For some sizable amount of the user base, assuming they can even be convinced to use a password manager in the first place, not being able to also store 2FA codes in the manager will become their excuse to not use 2FA codes.

A great expanse of users (note, not normally the ones who frequent HN) see all these 2FA codes, and passwords as well, as just an irritating impediment to accomplishing whatever goal it is they wish to accomplish at the time.

[Trasmatta]

Was it actually popular among non tech people? I feel like nobody I knew outside of developers had ever used a 2FA code until maybe 3 or 4 years ago (unless they were forced to)

[starky]

I agree. Give the average person the ability to make a good enough decision for their online security with minimal effort. I'm having a hard time being that concerned with TOTP 2FA being an option in the same location as passwords when the most important accounts people have are often limited to completely unacceptable SMS 2FA (looking directly at you financial institutions). Whatever it takes to get people off SMS and Email 2FA is a big win in my book, even if it isn't the best option.

[mlfreeman]

> it does nothing to protect you in the event of a password manager compromise. This is not a hypothetical; LastPass has suffered multiple breaches, and the more popular a solution, the more likely there are to be attacks against that solution.
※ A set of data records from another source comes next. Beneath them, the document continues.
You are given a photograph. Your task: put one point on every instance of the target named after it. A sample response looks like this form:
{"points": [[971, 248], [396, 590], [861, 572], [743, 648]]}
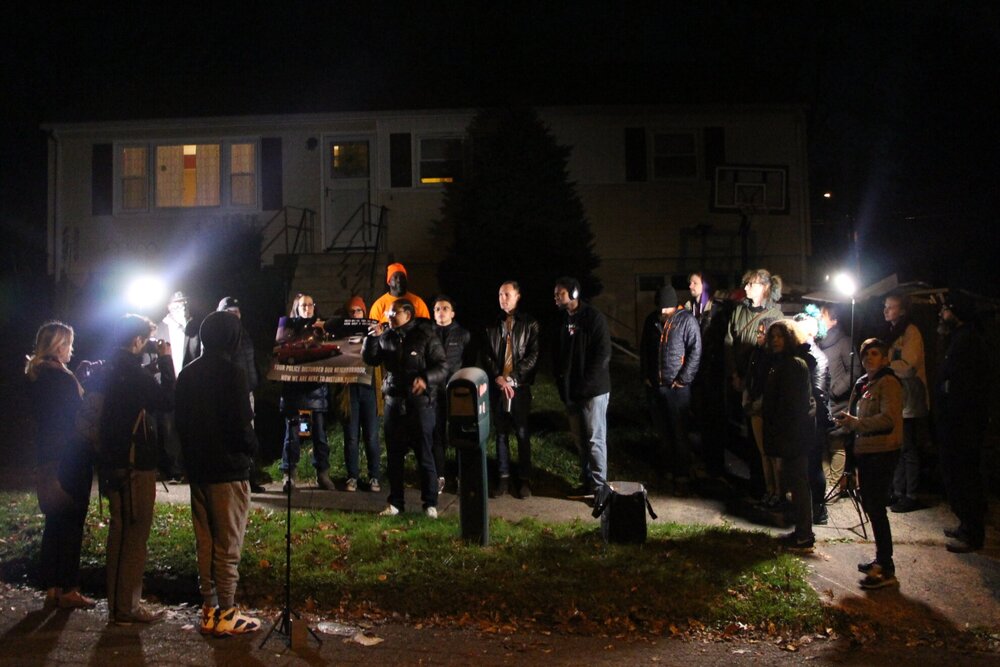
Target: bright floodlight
{"points": [[844, 283], [145, 292]]}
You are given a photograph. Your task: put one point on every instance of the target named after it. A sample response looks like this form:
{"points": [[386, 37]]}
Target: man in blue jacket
{"points": [[215, 426], [671, 354]]}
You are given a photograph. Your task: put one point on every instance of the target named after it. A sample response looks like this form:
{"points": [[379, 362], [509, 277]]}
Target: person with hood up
{"points": [[214, 423]]}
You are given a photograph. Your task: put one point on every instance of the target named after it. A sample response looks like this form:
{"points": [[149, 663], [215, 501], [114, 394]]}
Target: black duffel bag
{"points": [[622, 508]]}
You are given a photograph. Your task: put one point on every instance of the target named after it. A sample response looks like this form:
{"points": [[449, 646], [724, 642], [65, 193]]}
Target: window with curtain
{"points": [[440, 160], [188, 175]]}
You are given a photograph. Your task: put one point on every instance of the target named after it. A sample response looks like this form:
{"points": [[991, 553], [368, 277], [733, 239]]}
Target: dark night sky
{"points": [[899, 94]]}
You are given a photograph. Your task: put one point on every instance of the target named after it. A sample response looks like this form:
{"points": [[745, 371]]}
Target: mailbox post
{"points": [[468, 429]]}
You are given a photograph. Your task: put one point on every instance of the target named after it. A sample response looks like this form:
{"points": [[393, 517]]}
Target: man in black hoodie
{"points": [[214, 422]]}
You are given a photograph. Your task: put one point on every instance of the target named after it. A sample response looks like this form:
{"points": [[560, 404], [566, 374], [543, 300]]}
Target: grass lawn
{"points": [[534, 574], [548, 576]]}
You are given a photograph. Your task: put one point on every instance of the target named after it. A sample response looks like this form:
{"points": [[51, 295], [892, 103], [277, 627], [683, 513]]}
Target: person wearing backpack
{"points": [[127, 458]]}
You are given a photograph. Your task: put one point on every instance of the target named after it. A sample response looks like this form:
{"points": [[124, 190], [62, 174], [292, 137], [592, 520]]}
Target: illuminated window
{"points": [[675, 155], [440, 160], [134, 178], [349, 159], [243, 175], [188, 175]]}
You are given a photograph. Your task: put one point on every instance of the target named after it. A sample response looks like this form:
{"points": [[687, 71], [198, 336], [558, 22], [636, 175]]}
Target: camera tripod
{"points": [[848, 483], [283, 623]]}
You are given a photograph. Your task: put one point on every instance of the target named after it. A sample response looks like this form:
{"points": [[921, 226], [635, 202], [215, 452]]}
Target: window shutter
{"points": [[102, 186], [715, 150], [635, 154], [400, 160], [271, 175]]}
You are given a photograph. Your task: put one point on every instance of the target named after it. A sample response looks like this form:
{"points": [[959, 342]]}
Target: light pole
{"points": [[845, 285]]}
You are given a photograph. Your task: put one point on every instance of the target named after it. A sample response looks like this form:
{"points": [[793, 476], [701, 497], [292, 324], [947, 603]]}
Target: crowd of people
{"points": [[718, 366]]}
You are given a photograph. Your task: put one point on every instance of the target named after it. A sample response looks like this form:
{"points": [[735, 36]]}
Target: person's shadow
{"points": [[22, 639]]}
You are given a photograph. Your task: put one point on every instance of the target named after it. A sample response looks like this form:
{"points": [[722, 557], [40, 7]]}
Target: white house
{"points": [[666, 189]]}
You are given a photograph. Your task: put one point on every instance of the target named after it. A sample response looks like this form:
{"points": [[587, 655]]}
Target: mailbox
{"points": [[468, 430]]}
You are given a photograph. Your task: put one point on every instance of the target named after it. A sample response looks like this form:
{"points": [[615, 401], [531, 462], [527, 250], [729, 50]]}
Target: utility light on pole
{"points": [[845, 285]]}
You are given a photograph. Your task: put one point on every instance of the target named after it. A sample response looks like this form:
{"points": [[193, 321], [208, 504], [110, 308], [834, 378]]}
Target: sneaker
{"points": [[233, 622], [820, 516], [962, 545], [879, 577], [906, 504], [76, 600], [140, 615], [865, 568], [209, 619], [793, 542], [324, 482]]}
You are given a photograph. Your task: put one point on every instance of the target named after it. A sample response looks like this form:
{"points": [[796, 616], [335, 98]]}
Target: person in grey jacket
{"points": [[670, 354], [875, 416]]}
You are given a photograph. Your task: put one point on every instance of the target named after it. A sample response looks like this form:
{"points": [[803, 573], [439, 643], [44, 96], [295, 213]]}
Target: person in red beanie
{"points": [[395, 278]]}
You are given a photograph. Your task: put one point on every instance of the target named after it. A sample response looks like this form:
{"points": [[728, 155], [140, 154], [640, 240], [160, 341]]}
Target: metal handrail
{"points": [[303, 230]]}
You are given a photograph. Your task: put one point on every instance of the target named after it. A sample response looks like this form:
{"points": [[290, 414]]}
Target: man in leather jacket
{"points": [[510, 358], [415, 365]]}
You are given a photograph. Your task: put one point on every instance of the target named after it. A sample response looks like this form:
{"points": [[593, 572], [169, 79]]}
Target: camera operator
{"points": [[415, 364], [128, 462]]}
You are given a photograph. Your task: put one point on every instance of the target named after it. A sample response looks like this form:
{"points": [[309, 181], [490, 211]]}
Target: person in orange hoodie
{"points": [[395, 278]]}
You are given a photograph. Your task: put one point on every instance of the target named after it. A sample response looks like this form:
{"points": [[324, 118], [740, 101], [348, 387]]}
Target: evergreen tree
{"points": [[514, 216]]}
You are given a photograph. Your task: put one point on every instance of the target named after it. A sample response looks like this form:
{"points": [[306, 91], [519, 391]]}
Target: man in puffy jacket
{"points": [[215, 426], [671, 354], [415, 365]]}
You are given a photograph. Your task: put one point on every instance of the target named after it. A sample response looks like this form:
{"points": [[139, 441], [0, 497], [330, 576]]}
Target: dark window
{"points": [[271, 173], [400, 160], [102, 180]]}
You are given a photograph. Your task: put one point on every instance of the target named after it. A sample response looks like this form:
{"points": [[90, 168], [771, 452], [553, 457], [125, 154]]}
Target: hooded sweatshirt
{"points": [[212, 407]]}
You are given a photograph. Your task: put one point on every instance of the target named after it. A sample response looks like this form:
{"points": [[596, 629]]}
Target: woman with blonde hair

You can mitigate this risk by not depending on your password manager app to do cross-device sync..keep a file on Dropbox/OneDrive/iCloud Drive/SFTP/etc and use an app like KeePass/Strongbox/etc that just deals in managing credentials.

My KeePass file storage provider doesn't know what the hell I store there because it's encrypted (I hope there are no known issues with KeePass's crypto)

As a bonus, you can keep offline backups to mitigate other risks like house fire, lightning strike induced EMP frying things (happened to me), storage vendor goes out of business, and more.

-------------

I think in the end, there is no universal solution - you really have to try to be reasonable about estimating your own personal threats and risks (such as asking "am I more likely to suffer a password manager compromise or more likely to break a device?") to decide whether to keep 2FA next to passwords or not.

[nlawalker]

> But neither of these is a good argument for why the data should be kept together

The argument is "because many people, if they can't keep the data together, will elect not to use 2FA at all if given a choice."

[eek2121]

I guess that would depend on execution. If your password manager uses strong encryption and you also use MFA for it (a yubikey for example), I imagine it isn’t all that less secure. Your point still stands, however.